Hat Wladimir Putin die amerikanische Präsidentenwahl durch Hacker beeinflussen lassen? Der Bericht der US-Geheimdienste CIA und NSA samt FBI behauptet es. Donald Trump, der sich seinen Sieg nicht abwerten lassen will, verneint es hartnäckig. Was also soll man davon halten?

"Russland hatte das Ziel, das Vertrauen der Öffentlichkeit in Amerikas demokratischen Prozess zu unterminieren, die frühere Außenministerin Clinton schlechtzumachen und ihre Wählbarkeit wie ihre Präsidentschaftsaussichten zu beeinträchtigen", heißt es in dem Bericht der Dienste. Beweise werden nicht vorgelegt; da verschanzen sich die Autoren hinter ihrer Pflicht, ihre Erkenntnisquellen und Informationswege zu schützen.

Kein Wunder, dass Zweifel bleiben.

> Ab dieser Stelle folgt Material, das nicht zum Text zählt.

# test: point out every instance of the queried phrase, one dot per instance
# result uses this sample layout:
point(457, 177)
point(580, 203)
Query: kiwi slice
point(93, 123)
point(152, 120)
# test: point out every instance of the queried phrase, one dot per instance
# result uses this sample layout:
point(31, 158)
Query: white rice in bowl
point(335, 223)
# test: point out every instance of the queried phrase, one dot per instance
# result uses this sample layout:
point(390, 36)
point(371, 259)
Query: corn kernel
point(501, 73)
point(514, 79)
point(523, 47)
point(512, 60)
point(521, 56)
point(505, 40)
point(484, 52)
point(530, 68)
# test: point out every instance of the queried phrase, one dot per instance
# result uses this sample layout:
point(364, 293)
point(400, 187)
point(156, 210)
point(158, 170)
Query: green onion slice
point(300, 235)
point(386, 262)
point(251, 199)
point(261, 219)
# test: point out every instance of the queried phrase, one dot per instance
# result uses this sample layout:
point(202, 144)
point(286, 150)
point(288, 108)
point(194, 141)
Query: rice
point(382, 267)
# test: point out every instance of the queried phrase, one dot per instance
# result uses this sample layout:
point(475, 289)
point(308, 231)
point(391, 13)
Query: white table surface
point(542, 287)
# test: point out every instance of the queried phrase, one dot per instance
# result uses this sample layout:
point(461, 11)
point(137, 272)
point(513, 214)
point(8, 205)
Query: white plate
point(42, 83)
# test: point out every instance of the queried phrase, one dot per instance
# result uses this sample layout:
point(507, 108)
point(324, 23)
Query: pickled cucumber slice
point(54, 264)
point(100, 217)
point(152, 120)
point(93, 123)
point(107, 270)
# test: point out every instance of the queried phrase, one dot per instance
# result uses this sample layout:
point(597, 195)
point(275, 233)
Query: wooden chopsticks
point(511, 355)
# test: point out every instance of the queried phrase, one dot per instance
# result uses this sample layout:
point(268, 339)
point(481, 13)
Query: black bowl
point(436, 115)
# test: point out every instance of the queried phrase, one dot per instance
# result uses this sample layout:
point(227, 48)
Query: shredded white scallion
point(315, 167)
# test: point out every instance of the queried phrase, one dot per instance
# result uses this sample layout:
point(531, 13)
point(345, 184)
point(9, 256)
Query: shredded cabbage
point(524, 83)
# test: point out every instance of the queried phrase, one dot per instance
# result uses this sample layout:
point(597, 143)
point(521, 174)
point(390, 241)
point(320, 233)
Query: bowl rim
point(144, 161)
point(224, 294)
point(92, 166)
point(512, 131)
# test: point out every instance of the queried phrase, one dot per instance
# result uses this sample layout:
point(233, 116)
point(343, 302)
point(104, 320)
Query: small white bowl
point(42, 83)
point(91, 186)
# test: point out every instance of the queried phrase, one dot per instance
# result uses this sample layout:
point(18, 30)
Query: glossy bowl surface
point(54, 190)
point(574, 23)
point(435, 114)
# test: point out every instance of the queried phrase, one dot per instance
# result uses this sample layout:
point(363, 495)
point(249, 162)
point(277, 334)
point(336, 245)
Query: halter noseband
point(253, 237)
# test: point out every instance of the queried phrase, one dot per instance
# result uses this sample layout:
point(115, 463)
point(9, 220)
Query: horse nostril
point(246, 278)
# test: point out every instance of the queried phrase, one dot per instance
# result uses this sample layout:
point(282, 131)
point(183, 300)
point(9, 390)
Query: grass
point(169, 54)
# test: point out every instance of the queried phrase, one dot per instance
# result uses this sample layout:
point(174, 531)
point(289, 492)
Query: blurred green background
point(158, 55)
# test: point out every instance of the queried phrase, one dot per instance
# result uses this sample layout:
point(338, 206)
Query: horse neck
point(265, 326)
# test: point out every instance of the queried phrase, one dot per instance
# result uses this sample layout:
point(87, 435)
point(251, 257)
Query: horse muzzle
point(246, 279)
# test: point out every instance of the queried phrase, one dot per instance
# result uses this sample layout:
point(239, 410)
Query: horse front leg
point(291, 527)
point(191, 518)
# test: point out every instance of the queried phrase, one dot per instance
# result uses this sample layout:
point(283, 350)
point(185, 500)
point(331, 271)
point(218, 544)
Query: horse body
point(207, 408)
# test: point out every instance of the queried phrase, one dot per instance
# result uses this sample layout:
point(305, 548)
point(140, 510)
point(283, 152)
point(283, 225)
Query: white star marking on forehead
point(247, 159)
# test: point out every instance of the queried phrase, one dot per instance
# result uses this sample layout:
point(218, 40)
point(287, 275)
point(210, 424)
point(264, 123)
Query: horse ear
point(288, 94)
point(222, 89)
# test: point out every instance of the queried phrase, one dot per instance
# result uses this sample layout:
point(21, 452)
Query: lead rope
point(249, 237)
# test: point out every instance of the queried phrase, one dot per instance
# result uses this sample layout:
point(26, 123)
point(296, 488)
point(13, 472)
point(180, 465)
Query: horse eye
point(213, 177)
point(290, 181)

Sie werden verstärkt durch die Einschränkung der NSA – die einstigen Merkel-Abhörer geben selbst in dem öffentlich gemachten Teil des Berichts an, sie hätten nur geringfügiges Vertrauen (moderate confidence) in die Kernbehauptung, es habe in Russlands Interesse gelegen, Trump zu helfen und Clinton zu schaden.

Die USA mischen sich auch in Wahlkämpfe ein

Skepsis bleibt also, wo nicht sowieso geboten, auf jeden Fall berechtigt. Dazu tragen auch Expertenanalysen wie die von Andrew Cockburn bei, die auf die Ungereimtheiten des Berichts hinweisen. Selbst die FAZ bezeichnet die Belege für eine russische Beeinflussung der Präsidentenwahl als "mickrig", wenngleich nur im Feuilleton. Den Eindruck der Mickrigkeit wird verstärkt durch die Tatsache, dass zwischen "Russland" – will sagen: Putin – und "Russen" – irgendwelchen auftragslosen, frei marodierenden russischen Hackergruppen – nirgendwo unterschieden wird.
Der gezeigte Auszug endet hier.